You do this by asking questions like:
"Tell me Mr. ______, what effect will it have on your overall operation if that problem is not solved? How much will it cost? What will it do in terms of morale? How much production are you currently losing with the way you're handling this now?"
Before you can make the major sale, you must know how to develop major explicit problems from minor implied problems. And you must do all of this before you explain the value of your product or service. (Are you with me?)

5. LET THE PROSPECT DO THE SELLING...NOT YOU
One of the biggest mistakes salespeople make is that they start offering solutions too soon. Doing so will invite objections, especially price objections.
You get the prospect to sell herself by asking her "Solution Questions."
Solution Questions allow her to explain the benefits of your product or service and how it will solve her problems. Example: "What will it do for your company if we can reduce the cost of that operation by 10%?"

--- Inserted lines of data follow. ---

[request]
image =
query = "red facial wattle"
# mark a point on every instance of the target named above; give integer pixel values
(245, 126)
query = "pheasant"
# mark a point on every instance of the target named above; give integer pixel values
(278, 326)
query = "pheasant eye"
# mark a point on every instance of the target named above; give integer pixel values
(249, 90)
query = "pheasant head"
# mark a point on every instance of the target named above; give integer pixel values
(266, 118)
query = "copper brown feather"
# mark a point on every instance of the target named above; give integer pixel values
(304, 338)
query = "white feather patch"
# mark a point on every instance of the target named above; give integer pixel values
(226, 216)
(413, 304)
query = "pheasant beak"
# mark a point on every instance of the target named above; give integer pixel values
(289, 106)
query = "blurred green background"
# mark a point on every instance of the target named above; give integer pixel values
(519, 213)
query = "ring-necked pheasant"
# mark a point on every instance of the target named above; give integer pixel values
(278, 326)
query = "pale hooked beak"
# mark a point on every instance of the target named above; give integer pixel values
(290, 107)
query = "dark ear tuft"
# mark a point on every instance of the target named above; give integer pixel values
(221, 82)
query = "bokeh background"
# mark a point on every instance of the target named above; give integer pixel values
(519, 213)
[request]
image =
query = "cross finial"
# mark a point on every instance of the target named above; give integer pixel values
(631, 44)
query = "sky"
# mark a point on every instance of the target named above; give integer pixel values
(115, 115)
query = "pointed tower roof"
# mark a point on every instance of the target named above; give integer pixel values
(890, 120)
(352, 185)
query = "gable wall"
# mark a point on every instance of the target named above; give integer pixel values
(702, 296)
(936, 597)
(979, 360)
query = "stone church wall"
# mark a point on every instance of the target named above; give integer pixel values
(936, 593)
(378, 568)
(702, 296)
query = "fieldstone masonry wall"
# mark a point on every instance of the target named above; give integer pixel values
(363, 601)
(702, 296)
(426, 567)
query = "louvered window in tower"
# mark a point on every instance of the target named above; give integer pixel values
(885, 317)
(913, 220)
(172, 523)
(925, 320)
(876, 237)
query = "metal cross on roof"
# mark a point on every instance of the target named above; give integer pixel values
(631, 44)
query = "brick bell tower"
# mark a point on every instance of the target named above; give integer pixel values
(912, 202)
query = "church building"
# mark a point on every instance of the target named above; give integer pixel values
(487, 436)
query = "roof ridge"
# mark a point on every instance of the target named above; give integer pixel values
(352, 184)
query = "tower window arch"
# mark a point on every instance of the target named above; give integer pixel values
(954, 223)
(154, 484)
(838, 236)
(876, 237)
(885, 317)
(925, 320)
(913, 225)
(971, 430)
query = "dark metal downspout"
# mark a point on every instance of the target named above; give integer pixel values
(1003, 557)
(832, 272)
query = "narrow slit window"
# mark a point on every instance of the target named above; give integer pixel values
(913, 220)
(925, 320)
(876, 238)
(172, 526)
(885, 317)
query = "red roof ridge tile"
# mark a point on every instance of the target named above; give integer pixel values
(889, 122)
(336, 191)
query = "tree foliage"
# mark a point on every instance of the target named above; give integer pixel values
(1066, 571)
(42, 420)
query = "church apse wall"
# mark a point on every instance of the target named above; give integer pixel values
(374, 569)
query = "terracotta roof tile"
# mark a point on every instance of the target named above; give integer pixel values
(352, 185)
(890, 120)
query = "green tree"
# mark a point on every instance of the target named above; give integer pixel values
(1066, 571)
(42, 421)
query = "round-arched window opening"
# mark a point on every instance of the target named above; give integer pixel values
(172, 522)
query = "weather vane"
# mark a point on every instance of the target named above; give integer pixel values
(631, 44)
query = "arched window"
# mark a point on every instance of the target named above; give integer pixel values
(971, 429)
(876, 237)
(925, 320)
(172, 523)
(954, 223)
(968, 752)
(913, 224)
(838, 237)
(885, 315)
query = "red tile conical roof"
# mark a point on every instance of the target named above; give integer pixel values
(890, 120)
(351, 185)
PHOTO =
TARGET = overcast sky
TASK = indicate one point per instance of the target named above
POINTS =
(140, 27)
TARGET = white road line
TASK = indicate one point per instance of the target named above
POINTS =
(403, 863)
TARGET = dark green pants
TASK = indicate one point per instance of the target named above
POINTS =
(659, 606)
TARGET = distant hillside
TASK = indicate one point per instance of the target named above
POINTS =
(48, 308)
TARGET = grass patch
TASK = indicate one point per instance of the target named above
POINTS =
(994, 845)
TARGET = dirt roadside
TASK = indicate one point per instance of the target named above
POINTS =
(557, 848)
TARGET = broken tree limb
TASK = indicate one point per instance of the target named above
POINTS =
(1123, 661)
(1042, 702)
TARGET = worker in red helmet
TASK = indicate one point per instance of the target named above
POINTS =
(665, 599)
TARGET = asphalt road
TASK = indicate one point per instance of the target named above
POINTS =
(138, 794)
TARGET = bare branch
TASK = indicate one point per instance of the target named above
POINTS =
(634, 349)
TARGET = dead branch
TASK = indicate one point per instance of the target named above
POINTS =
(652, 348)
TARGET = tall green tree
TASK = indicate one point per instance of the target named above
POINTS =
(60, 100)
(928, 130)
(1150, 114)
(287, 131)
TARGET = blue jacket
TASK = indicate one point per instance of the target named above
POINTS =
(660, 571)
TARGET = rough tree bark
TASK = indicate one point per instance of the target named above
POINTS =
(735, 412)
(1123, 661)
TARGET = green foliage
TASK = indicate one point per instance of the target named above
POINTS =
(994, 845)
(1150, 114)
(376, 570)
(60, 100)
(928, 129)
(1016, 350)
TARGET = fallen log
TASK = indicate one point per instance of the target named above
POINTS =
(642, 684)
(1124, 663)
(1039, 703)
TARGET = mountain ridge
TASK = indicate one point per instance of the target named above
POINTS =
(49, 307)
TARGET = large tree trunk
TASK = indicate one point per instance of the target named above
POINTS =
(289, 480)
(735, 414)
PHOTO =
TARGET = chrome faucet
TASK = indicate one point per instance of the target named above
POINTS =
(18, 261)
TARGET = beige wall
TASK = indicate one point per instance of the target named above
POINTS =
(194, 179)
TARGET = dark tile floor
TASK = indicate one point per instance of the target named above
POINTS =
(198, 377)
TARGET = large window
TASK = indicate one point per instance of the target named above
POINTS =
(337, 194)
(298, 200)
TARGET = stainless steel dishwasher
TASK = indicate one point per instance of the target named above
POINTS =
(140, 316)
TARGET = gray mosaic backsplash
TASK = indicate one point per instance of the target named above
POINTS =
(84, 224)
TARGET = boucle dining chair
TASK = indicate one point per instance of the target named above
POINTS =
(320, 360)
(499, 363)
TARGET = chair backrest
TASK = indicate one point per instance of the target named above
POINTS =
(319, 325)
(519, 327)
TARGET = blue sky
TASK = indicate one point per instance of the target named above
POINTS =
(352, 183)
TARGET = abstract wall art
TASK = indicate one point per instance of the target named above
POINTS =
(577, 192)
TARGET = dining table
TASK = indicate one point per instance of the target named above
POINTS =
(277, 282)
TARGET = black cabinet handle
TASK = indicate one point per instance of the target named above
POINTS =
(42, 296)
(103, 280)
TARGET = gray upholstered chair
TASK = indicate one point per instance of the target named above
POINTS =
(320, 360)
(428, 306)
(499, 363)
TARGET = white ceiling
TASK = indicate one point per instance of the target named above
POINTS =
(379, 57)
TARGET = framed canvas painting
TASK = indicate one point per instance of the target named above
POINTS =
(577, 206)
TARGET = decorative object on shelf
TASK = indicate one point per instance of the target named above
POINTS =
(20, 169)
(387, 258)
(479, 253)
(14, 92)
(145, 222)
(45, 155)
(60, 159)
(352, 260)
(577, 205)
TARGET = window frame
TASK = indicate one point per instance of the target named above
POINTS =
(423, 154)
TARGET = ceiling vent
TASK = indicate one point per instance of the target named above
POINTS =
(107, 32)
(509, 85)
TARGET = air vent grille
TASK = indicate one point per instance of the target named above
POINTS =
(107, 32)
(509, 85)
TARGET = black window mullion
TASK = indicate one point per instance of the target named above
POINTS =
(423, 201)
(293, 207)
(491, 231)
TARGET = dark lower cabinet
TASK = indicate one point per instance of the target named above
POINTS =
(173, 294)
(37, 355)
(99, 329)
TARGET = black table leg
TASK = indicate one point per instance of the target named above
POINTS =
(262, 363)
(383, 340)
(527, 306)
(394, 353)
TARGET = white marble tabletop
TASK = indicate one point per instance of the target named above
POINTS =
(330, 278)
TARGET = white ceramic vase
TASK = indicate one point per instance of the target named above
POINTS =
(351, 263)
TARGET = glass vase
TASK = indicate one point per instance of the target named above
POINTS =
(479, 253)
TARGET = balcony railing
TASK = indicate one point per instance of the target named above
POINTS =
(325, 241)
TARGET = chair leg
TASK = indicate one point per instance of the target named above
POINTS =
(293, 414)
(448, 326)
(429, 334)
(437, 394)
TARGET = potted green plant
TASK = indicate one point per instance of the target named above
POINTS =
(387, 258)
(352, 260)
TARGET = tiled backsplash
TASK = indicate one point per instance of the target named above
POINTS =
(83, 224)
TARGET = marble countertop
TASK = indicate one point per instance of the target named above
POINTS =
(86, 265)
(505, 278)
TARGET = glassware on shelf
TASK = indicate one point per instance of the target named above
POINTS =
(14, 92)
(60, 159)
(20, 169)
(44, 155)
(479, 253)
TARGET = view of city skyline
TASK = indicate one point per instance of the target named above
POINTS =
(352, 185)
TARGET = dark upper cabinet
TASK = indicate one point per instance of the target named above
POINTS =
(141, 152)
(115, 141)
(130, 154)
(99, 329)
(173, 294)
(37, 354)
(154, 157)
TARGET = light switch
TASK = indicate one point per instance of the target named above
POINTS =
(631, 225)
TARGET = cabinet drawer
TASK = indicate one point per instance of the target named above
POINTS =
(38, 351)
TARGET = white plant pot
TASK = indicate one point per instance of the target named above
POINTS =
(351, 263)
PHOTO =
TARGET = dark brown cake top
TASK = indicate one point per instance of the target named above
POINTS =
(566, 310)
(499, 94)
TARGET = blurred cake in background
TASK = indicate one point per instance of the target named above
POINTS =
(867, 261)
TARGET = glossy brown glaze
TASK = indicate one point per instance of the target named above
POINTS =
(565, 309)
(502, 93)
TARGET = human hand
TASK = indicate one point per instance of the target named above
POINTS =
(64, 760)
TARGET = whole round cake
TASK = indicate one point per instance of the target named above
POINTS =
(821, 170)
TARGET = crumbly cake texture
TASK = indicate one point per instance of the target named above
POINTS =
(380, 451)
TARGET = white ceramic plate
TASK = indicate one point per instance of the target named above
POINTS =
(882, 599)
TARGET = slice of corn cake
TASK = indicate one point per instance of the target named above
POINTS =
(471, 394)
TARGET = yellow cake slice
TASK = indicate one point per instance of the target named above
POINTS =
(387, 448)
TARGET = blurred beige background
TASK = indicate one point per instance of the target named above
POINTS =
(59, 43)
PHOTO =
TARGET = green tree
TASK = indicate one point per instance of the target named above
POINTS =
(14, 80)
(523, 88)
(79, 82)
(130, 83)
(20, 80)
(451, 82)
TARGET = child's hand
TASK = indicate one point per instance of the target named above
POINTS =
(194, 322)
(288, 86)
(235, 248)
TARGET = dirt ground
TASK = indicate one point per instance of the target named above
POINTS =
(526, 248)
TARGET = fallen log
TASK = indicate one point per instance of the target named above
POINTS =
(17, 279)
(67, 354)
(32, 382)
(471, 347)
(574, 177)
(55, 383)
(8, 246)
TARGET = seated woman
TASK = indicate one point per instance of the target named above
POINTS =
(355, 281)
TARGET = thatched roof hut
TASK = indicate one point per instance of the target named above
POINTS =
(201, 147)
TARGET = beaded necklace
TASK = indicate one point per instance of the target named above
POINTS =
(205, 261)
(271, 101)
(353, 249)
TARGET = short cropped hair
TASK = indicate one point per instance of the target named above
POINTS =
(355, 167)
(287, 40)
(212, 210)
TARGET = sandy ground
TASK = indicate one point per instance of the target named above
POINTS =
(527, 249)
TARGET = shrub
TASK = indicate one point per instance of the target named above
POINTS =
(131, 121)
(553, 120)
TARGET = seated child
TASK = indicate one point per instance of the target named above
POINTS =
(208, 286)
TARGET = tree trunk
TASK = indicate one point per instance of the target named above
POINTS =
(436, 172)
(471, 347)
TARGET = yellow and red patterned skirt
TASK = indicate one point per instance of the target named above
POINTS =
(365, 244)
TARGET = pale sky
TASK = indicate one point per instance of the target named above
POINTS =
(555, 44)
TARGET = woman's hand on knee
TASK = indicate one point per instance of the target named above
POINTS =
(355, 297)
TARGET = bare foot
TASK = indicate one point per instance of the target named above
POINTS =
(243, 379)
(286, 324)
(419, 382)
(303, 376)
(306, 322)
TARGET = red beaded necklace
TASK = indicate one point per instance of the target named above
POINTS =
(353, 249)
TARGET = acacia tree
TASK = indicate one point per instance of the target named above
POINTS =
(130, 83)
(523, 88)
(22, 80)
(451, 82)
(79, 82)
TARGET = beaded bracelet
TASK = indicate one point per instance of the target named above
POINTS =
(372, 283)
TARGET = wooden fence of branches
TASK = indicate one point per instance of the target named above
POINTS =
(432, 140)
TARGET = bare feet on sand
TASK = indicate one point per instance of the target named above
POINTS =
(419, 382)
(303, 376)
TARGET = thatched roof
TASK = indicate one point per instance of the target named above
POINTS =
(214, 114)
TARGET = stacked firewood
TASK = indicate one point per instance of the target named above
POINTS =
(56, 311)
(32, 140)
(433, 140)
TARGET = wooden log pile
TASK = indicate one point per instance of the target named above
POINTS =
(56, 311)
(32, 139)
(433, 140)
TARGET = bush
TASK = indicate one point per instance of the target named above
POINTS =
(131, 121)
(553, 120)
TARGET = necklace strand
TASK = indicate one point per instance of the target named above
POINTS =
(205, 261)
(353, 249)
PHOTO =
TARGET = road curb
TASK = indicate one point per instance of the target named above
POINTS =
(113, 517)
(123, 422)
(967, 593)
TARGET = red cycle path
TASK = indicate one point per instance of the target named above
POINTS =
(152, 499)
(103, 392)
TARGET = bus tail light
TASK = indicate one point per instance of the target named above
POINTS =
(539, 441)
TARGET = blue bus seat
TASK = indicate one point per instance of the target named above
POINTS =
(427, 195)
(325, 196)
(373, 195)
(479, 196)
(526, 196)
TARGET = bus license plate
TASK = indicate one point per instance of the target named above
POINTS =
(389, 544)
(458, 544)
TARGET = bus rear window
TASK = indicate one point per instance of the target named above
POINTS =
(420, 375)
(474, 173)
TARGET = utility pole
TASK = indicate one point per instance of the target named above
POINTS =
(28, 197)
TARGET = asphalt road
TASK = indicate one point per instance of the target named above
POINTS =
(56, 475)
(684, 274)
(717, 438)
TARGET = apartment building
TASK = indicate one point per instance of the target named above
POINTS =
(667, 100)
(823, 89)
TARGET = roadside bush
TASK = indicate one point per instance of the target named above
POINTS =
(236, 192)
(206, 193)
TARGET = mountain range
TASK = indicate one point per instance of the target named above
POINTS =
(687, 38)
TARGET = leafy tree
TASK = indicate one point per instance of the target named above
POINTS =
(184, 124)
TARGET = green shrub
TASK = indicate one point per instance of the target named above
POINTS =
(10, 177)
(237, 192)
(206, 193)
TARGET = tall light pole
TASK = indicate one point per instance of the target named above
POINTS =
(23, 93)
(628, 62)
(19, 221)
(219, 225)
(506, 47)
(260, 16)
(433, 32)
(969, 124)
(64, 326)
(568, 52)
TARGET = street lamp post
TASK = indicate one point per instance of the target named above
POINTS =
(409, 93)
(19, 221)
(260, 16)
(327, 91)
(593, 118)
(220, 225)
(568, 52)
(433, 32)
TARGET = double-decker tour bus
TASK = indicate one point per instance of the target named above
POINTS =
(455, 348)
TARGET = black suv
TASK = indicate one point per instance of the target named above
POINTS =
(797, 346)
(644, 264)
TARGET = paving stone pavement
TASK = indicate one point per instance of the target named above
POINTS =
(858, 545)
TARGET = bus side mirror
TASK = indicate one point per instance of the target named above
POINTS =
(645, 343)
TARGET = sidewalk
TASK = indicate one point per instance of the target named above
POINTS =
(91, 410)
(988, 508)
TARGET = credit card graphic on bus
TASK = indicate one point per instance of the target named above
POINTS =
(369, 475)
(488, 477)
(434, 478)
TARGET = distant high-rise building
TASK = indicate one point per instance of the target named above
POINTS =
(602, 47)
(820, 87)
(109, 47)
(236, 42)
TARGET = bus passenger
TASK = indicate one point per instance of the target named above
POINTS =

6. OFFER BENEFITS...NOT FEATURES
Presenting features will cause objections in your presentation. Only offer benefits, and only offer benefits when the prospect has expressed an explicit need that absolutely has to be met. Remember, let the prospect do the selling.

7. STAGE YOUR PRESENTATION FOR OTHERS TO SELL OTHERS
Most major sales involve several people. It's what goes on between your sales calls that is the most important...when you're not there.
By asking problem questions, probing deeper and asking solution questions, you allow the "influencers" you're selling to discover their own problems. They then become the "experts" and present your product or service as the solution to problems "they" discovered. (Don't you just love this?)

8. DON'T EVER CLOSE
Traditional sales closes will hurt you in the major sale. But what are you to do? Simple. You tell or suggest to the buyer what you want him to do. This is done in three steps:
a. You make sure you've covered all of the important concerns of the buyer. You ask her if there is anything else that's important to talk about.
b. You summarize the problems explored and the benefits (solutions) of your product or service.
c. You suggest an appropriate step to take: setting up a meeting with key players, getting your prospect agreeing to give you previously inaccessible information or simply ask for the order. (No multiple closes here.)

9. THE RIGHT WAY TO DEMONSTRATE
Before you present your product or service, it's critical that you build a strong need to have problems solved. You build tremendous value in what you sell if you can get the prospect telling you the frustrations he or she has and the determination to get those situations taken care of. When that happens, you then simply demonstrate how your product or service will solve the problems and the close is almost automatic.

10. PRACTICE ON THE SMALL-FRY
It's amazing how many salespeople will go on an important sales call to "practice" a new sales behaviour. This is a terrible mistake.
Before taking on a major sales prospect, be sure you write out all of the problems that person or organization may have; create specific questions to ask that draw those problems out into the open; develop even more questions that will allow you to explore deeper to find other problems that may be lurking under the surface; and then practice those new sales behaviours in unimportant sales situations or with family or friends...but not practice in the real world with a major sales prospect.